Harvey Golub, Chairman of American Express, has enthusiastically explained his company's commitment: "One of the key elements that defines American Express in the eyes of our customers is travel and tourism - it's a critical part of our brand. No industry has a greater stake than ours in preserving history and tradition, cultural differences, and nature and the environment."

Yet many of the monuments on the critical list are mainly threatened by tourism itself, notably the churches of Italy whose bishops even issued a document on the topic in 1993, pointing out that on a single day in high season the Duomo in Florence can expect as many as 40,000 tourists, a ferocious example of human pollution. Golub ripostes that tourism per se is not a danger, only "insensitive tourism", but it's hard to imagine how their pamphlet, "Good Conduct Guide for Caring Tourists", is going to solve this problem in a radical way. Indeed were an enterprising tour company to set up a 100 Most Endangered tour (and it would be a truly fascinating itinerary), it would probably end up adding numbers 101 and 102 to the line up.

But equally the problem with many of the sites is lack of people rather than surfeit; technological and industrial changes have blown out the raison d'etre of countless extraordinary buildings, such as the vast "Tour and Taxis" transport hub in Brussels, once Belgium's key economic booster, now a vandalised skeleton of early 20th-century rationalist architecture. Likewise, if the inhabitants of Targu-Jiu, Brancusi's birthplace in Romania, were suddenly faced with a steady influx of wealthy visitors waving their Platinum Amex cards in search of the sculptor's Endless Column of 1937, they would probably try to ensure that it didn't rust and rot away entirely.

Oddly enough, though America has the largest and most booming prison population of any country in the world, there is nobody in residence at Philadelphia's Eastern State Penitentiary, one of the most influential examples of prison architecture when it was begun in 1829, originator of the practice of solitary confinement and clearly a vital historic landmark for a country increasingly obsessed with novel forms of incarceration. What makes the Endangered Sites list such perversely enjoyable reading is exactly this geographic and stylistic eclecticism, ranging from the elevators of Valparaso, finished in 1915, to the Bronze Age Liao Dynasty site of Inner Mongolia or the adobe mission churches of New Mexico that span the 16th- to the 20th-century. Every corner of the earth is represented in between, though Great Britain may feel smug in making no appearance here, perhaps swayed by the Anglophile snobberies of the WMF. The oldest sites are Catalhoyuk in Turkey, an excavation site dating from around 9,000 BC that the government stopped all work on in the 1960s due to supposed poor conservation and looting, and the Coa Valley Petroglyphs in Portugal, examples of Paleolithic art on rocks along a remote valley that could be from as far back as 11,000 BC. The smallest listed site is the horseback statue of Bartolomeo Colleoni in Venice which was last restored in 1919 and is being chewed to bits by the lagoon's salty air. By contrast, the biggest site is the entire ancient city of Tyre in the Lebanon which managed to invent the alphabet only to be threatened by destruction today from the construction of a marina and tourist complex.

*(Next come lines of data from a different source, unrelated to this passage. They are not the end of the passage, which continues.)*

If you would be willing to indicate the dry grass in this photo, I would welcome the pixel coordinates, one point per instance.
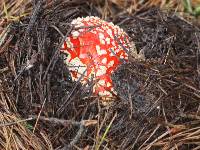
(38, 93)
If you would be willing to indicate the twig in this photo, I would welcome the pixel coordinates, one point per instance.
(63, 122)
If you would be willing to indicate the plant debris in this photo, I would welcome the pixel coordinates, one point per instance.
(157, 105)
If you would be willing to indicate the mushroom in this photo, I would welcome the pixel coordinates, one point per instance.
(95, 48)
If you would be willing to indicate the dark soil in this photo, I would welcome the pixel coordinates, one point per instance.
(157, 92)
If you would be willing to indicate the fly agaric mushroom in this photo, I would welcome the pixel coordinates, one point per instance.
(95, 48)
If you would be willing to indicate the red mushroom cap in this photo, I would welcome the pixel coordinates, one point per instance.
(95, 48)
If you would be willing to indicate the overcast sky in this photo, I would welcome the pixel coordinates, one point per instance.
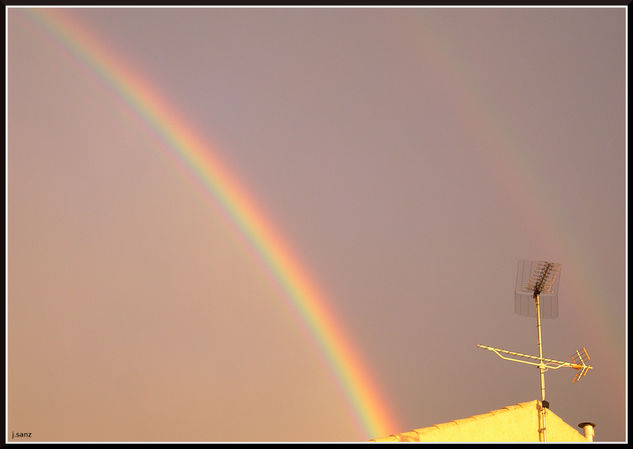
(408, 156)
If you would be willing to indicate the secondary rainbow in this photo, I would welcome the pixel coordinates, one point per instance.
(368, 405)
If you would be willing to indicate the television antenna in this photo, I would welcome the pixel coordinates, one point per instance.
(536, 281)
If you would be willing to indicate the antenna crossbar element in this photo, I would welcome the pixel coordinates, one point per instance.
(577, 360)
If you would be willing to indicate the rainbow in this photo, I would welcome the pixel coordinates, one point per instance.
(506, 159)
(365, 399)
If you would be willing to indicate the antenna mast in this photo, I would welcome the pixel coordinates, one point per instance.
(536, 281)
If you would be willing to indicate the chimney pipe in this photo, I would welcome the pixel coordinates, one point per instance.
(588, 428)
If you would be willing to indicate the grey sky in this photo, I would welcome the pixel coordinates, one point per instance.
(409, 156)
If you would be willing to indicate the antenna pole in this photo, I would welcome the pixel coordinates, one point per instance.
(541, 364)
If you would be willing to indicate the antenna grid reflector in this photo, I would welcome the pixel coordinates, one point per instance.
(537, 277)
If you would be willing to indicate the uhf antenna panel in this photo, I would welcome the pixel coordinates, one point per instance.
(529, 273)
(536, 295)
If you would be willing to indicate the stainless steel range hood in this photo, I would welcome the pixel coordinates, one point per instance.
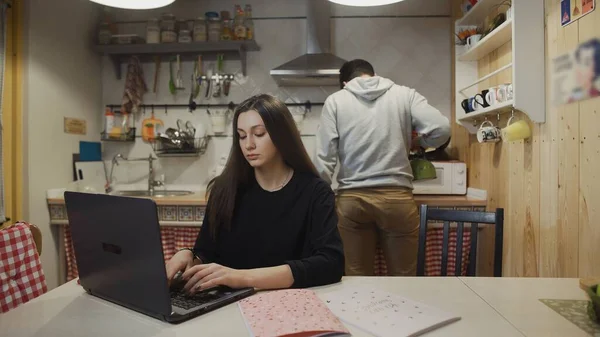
(318, 67)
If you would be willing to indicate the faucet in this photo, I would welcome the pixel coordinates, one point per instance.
(152, 182)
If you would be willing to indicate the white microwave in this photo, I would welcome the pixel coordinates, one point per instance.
(451, 179)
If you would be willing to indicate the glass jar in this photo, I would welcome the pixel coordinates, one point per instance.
(200, 30)
(180, 25)
(213, 26)
(153, 31)
(167, 22)
(185, 36)
(168, 36)
(227, 31)
(104, 34)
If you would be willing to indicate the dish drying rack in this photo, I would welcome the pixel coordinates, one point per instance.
(187, 148)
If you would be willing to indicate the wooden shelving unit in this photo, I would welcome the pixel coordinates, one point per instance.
(525, 31)
(488, 44)
(120, 53)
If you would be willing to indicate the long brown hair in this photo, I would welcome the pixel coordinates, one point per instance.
(224, 190)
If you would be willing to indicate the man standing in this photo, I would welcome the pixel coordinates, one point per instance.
(368, 124)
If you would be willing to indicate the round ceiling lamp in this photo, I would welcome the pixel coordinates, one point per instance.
(135, 4)
(365, 3)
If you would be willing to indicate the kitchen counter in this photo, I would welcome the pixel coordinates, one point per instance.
(198, 199)
(180, 218)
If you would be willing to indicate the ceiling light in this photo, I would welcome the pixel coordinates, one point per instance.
(365, 3)
(135, 4)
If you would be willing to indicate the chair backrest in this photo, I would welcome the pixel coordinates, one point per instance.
(475, 219)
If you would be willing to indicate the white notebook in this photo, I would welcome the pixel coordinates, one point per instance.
(385, 314)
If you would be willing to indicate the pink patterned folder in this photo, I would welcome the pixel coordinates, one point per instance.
(297, 313)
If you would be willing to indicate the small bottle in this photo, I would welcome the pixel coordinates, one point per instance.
(152, 31)
(109, 120)
(184, 36)
(239, 29)
(249, 22)
(226, 33)
(104, 34)
(200, 30)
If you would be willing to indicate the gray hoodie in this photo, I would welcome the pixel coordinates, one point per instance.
(368, 125)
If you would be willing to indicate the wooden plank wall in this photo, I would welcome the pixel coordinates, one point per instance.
(549, 184)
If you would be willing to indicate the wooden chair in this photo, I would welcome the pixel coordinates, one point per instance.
(495, 219)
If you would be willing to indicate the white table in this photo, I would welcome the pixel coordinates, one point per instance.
(517, 300)
(484, 305)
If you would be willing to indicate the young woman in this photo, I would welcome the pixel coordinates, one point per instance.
(270, 220)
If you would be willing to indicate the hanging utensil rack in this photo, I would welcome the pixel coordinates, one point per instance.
(193, 105)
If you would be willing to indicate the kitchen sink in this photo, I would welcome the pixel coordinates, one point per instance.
(157, 193)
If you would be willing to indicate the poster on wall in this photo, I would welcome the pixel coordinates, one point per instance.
(573, 10)
(576, 75)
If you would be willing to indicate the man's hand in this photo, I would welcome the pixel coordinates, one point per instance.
(206, 276)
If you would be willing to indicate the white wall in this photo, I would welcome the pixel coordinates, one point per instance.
(62, 79)
(411, 51)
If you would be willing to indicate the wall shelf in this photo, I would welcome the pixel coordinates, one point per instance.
(488, 76)
(525, 31)
(480, 11)
(119, 53)
(489, 43)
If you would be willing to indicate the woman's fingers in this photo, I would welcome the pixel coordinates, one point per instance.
(199, 274)
(200, 285)
(217, 281)
(172, 269)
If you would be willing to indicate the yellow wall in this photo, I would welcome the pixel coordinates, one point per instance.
(549, 184)
(12, 116)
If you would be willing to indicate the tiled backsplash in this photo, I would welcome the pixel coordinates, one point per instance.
(411, 51)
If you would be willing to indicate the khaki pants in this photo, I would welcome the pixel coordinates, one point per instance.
(386, 214)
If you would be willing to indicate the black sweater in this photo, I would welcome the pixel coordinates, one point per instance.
(296, 225)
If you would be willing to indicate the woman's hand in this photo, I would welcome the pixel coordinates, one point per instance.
(206, 276)
(181, 261)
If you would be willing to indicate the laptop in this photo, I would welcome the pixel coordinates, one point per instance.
(120, 259)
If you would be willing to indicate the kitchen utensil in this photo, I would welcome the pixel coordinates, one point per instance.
(226, 85)
(197, 77)
(515, 131)
(218, 80)
(190, 129)
(193, 85)
(488, 133)
(208, 83)
(218, 119)
(151, 127)
(172, 87)
(179, 79)
(156, 72)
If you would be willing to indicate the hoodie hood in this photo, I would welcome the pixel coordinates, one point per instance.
(369, 88)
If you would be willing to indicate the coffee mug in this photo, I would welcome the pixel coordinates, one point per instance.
(501, 93)
(515, 131)
(473, 40)
(480, 101)
(490, 97)
(465, 105)
(488, 133)
(509, 92)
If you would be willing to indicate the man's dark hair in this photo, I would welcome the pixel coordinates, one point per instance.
(353, 69)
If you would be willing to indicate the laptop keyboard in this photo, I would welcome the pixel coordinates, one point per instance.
(185, 301)
(181, 299)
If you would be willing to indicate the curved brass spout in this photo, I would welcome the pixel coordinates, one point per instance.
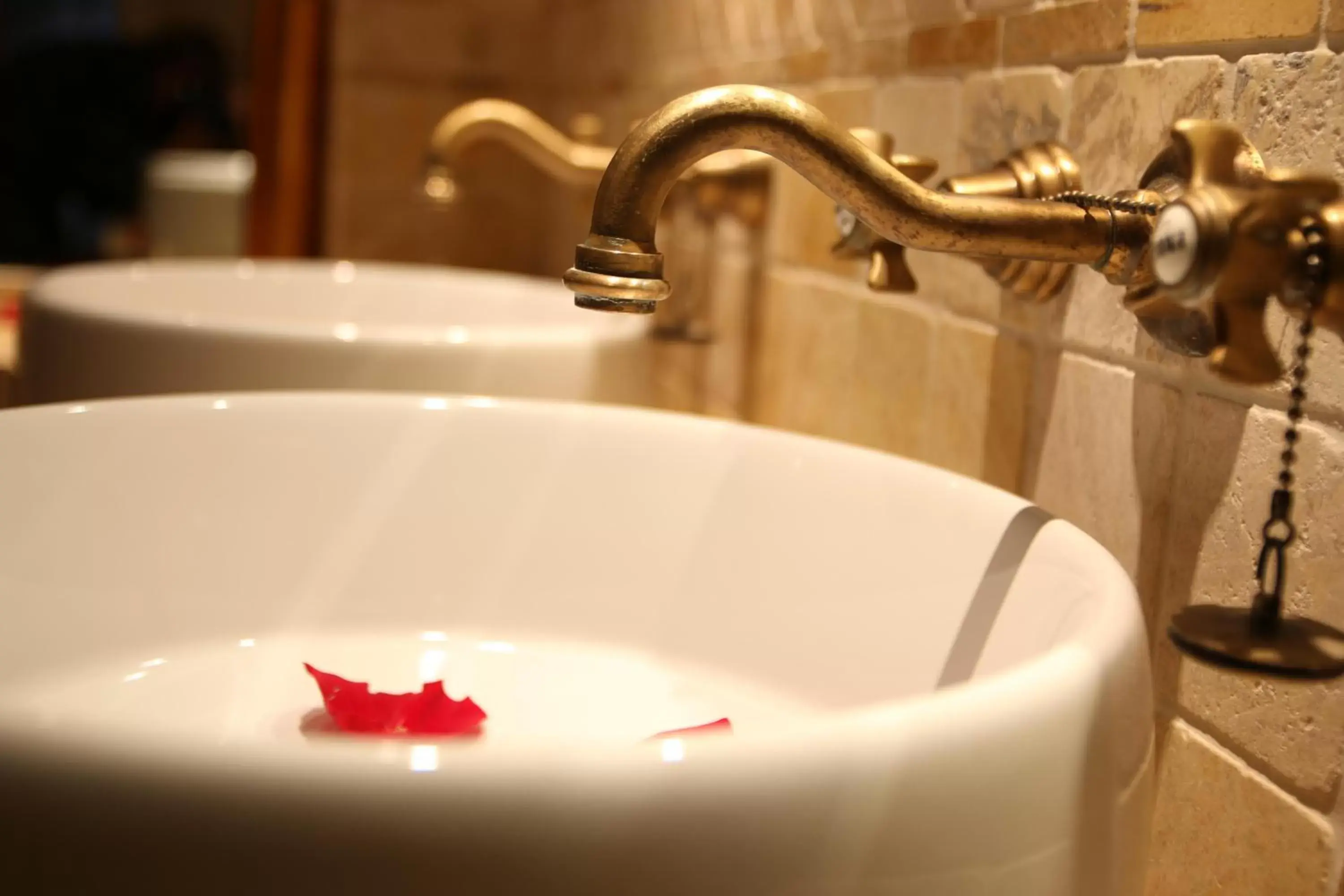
(564, 159)
(519, 128)
(619, 267)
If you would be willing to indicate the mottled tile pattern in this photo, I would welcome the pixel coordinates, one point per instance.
(1068, 33)
(1070, 402)
(979, 390)
(1219, 828)
(969, 45)
(1183, 23)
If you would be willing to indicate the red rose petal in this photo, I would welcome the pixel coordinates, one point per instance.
(717, 727)
(355, 710)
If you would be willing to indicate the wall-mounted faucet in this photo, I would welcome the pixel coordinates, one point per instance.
(1209, 233)
(1228, 233)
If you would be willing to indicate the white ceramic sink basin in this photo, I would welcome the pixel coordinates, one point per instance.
(148, 328)
(935, 687)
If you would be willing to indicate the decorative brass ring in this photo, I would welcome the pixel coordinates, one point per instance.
(607, 292)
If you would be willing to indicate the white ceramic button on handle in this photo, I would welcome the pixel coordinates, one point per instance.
(1175, 245)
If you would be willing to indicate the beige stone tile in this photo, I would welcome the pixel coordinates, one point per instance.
(924, 117)
(470, 42)
(979, 393)
(874, 18)
(1068, 33)
(1101, 457)
(1219, 828)
(1006, 111)
(806, 54)
(1229, 461)
(396, 226)
(1199, 22)
(801, 217)
(1292, 108)
(878, 57)
(1002, 112)
(734, 288)
(969, 45)
(806, 358)
(1120, 119)
(890, 385)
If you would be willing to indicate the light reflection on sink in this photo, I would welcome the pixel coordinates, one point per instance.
(160, 327)
(935, 687)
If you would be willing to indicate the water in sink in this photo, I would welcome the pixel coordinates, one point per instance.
(256, 691)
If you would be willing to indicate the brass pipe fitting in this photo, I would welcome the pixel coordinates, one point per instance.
(722, 182)
(1038, 171)
(1238, 236)
(619, 268)
(570, 162)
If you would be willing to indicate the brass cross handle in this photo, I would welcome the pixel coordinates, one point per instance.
(1226, 246)
(887, 268)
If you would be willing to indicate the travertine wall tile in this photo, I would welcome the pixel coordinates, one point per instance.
(935, 13)
(979, 390)
(734, 283)
(969, 45)
(1292, 108)
(476, 43)
(1219, 828)
(924, 117)
(1229, 465)
(801, 217)
(887, 397)
(1072, 33)
(1103, 460)
(378, 139)
(1335, 18)
(1120, 120)
(1198, 22)
(1000, 6)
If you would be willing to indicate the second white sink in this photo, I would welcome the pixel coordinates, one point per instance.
(148, 328)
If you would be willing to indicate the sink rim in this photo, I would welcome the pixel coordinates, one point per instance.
(65, 291)
(869, 730)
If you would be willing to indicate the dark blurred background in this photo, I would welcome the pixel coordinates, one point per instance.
(90, 90)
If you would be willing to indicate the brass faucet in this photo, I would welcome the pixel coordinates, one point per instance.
(576, 162)
(577, 159)
(1228, 234)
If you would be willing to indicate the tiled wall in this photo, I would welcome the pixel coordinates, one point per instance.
(1069, 404)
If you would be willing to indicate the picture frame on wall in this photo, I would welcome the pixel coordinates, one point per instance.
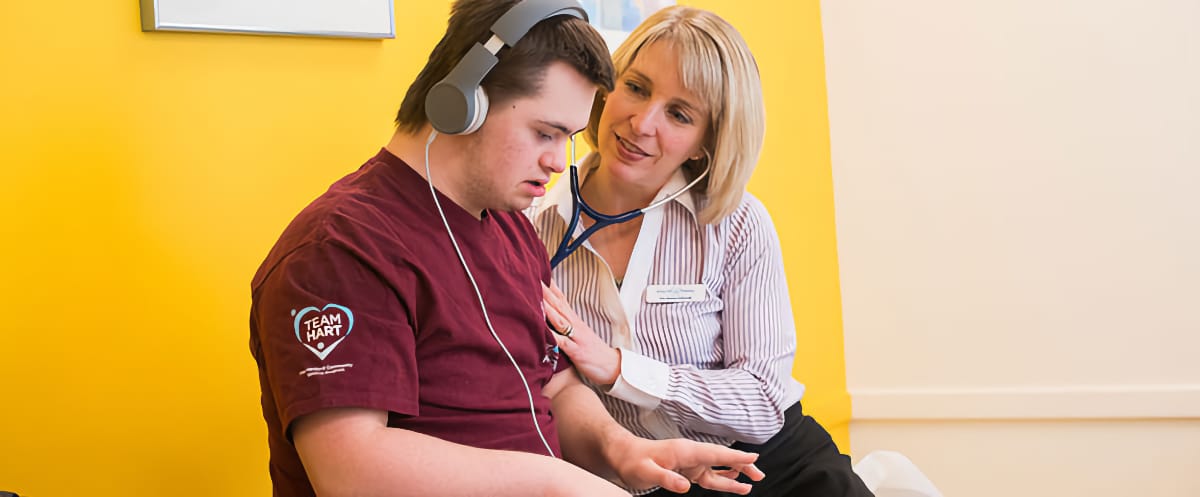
(330, 18)
(616, 18)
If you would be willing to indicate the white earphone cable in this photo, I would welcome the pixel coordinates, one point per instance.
(479, 295)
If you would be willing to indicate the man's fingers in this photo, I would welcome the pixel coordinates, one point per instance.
(713, 480)
(751, 472)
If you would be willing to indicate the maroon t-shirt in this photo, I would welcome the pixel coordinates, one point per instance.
(363, 303)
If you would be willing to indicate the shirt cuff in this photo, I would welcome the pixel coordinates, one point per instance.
(642, 381)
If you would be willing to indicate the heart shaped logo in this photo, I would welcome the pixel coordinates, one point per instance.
(322, 329)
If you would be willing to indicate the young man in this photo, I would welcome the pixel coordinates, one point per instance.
(387, 367)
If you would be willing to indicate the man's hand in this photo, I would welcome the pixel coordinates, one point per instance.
(676, 463)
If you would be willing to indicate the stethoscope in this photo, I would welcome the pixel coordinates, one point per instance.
(565, 247)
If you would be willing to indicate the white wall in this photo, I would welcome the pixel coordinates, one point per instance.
(1018, 199)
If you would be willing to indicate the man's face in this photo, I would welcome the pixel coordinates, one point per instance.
(523, 142)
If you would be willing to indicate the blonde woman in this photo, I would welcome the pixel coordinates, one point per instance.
(684, 323)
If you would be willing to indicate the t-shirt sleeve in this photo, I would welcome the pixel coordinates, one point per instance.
(335, 334)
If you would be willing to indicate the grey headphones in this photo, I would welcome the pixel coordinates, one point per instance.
(457, 103)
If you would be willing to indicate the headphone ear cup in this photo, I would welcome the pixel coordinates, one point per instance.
(481, 103)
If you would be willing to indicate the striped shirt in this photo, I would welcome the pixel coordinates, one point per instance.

The money to try and save these many sites is clearly not going to come from Amex's $5m, most of which must have been eaten up by organisational and marketing costs - if not literally by hungry journalists - but from local governmental and development budgets. The idea may not be to shame the appropriate authorities into finally doing something, so much as orchestrate a suitable sense of guilty embarrassment that may ultimately result in action, even from the Italians perhaps.

Those nihilistic romantics who have always insisted it would be more fitting if Venice did indeed sink back into the sea never to be seen again, and those more perturbed by the worldwide fetish of preservation at all costs than by the occasional missing temple, will never recover. Architectural history, like everything else, has now become as marketable and merchandisible as any other Top 40 chart.